The three people you’ll meet at a coworking space [Partner]
Looking to nab a spot at one of KC’s coworking spaces? You’re not just picking a desk — you’re picking a network.
WeWork, 1828 Walnut in Corrigan Station, has transformed four stories in a former Crossroads Arts District garment factory into a mix of open spaces and private offices. Amenities range from free coffee and fruit water to a front desk staff and conference rooms for client meetings and team huddles.
This isn’t your traditional office, so these aren’t your traditional coworkers. Here’s who we met.
The Global Strategist
Robert Mulokwa, came to WeWork, 1828 Walnut in Corrigan Station, to launch his business. In the process, he’s found a community of entrepreneurs and a nationwide support network.
Mulokwa’s company, Arkiv (pronounced archive) is an online marketplace for sneaker enthusiasts that inventories, stores and sells collectable shoes. Many of them, like the original version of the Nike Air Yeezy, a collaboration with Kanye West, go for hundreds of dollars.
“These sneakers are commodities,” Mulokwa says. “They are very valuable assets. The secondary market in U.S. — just for sneakers — is over a billion dollars a year. That’s 300 million pairs of sneakers a year.”
Mulokwa likes being around other young entrepreneurs and the offices at WeWork are filled with people in a variety of fields, from tech to travel.
He also appreciates how easy collaboration is with other members. Casual conversations over a cup of coffee can lead to business deals. But for Mulukwa, the biggest plus is the ability to scale his business without a huge outlay of cash.
WeWork has coworking spaces in many cities in the US and abroad. Mulokwa plans to use that network to expand his business in New York, Miami, Atlanta, and Los Angeles — all big markets for vintage footwear.
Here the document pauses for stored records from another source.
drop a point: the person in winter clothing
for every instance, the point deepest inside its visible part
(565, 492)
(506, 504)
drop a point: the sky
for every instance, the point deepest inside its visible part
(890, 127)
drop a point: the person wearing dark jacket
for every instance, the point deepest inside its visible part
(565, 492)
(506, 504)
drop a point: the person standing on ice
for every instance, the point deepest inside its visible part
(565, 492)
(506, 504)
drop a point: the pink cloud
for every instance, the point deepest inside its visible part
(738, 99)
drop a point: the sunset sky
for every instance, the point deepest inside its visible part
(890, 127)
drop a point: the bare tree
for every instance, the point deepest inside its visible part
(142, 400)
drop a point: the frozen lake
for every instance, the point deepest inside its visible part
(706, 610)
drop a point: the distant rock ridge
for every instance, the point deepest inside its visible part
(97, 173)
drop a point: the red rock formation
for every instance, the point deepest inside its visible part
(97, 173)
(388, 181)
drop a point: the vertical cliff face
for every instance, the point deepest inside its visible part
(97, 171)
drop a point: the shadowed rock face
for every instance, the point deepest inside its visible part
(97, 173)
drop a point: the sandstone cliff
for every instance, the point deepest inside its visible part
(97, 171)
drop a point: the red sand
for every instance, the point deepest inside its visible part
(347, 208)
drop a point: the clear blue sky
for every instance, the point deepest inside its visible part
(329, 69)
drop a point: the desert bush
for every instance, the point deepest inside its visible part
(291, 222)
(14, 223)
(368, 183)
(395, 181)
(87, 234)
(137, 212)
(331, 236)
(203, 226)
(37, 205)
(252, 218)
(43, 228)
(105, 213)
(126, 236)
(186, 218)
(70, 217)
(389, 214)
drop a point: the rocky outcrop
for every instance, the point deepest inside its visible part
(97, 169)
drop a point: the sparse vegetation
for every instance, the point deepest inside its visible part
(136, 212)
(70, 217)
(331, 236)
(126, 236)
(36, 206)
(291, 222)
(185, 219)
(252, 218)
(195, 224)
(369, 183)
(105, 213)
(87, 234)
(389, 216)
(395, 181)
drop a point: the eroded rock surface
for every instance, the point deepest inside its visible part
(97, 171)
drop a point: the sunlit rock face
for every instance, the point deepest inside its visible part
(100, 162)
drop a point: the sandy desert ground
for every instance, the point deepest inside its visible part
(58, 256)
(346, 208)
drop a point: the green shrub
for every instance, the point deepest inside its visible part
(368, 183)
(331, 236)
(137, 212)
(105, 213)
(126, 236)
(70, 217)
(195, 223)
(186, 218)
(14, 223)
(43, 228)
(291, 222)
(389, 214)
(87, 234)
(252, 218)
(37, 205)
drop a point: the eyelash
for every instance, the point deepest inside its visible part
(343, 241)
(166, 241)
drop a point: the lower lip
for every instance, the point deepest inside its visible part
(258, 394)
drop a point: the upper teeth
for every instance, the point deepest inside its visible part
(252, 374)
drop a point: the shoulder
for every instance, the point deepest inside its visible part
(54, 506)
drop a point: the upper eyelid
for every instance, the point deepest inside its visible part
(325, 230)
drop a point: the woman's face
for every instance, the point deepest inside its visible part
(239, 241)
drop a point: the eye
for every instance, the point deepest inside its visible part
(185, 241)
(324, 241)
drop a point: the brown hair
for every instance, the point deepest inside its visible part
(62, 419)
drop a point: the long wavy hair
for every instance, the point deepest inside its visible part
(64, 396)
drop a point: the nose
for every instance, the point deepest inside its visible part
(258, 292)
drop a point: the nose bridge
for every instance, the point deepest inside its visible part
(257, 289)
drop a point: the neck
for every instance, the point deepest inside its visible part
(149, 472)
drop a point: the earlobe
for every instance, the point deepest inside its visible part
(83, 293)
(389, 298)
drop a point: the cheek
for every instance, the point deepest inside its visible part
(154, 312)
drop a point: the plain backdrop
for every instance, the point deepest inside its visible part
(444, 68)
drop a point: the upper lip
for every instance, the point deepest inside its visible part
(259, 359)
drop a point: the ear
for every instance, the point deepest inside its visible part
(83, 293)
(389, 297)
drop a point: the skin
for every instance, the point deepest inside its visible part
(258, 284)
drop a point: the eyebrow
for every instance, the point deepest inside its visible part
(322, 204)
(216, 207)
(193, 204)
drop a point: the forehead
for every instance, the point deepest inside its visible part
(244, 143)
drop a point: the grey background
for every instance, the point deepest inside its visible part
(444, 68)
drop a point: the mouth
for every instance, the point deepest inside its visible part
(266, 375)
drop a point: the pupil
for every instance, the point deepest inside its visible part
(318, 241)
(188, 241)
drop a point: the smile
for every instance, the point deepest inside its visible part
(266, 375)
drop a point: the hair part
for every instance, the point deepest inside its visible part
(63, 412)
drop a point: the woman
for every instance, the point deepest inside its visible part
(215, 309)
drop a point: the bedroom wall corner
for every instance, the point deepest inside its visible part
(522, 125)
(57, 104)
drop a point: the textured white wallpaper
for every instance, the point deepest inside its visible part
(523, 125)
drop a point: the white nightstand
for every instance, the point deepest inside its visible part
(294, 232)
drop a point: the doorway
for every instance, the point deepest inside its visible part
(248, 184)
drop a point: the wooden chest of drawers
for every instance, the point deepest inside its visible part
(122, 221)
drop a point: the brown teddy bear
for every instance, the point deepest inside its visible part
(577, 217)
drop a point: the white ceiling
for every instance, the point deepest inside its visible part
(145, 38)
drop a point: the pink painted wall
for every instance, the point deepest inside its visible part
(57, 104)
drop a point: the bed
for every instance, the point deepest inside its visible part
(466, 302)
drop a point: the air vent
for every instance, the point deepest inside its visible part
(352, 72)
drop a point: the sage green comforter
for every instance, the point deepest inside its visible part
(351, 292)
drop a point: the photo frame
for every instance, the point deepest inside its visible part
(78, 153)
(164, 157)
“WeWork is the key to our business strategy,” says Mulokwa. “If we open up offices in those four cities, plus our Chicago location, our rent would still be a fraction of opening one brick-and-mortar storefront.”
Recently, Jovan Landry heard someone describe her as an “interdisciplinary artist.” The filmmaker, photographer and emcee thinks the term suits her. She’s not someone who fits neatly into one category.
“I really try to emphasize that a lot at first,” Landry says. “It’s who I am.”
This idea of working across different platforms is what inspires Landry’s newest project, “Synergy,” a hip-hop album created exclusively by women.
“There is collaboration out there, but it’s not like an album that’s produced entirely by women,” Landry explains. “There’s always some male influence, especially behind the scenes. That’s what will make this project stand out.”
The Social Entrepreneur
Another innovator at WeWork is engineer Grace Hsia, who started her company Warmilu after she discovered that 75 percent of babies born prematurely die from hypothermia.
“I was born one month premature, so I had this very surreal moment,” Hsia recalls. “I was lucky to be born here.”
She says her special interest in saving premature babies “gave me the extra push and motivation to convince my team to work on this particular challenge.” Within six months of launching, Warmilu had a working prototype.
The company makes safe, reusable heating packs that help regulate the body temperature of premature infants. Her product is currently used in hospitals and clinics in places that don’t always have electric incubators, such as Kenya and Somalia.
For Hsia, making the world a better place is to her business.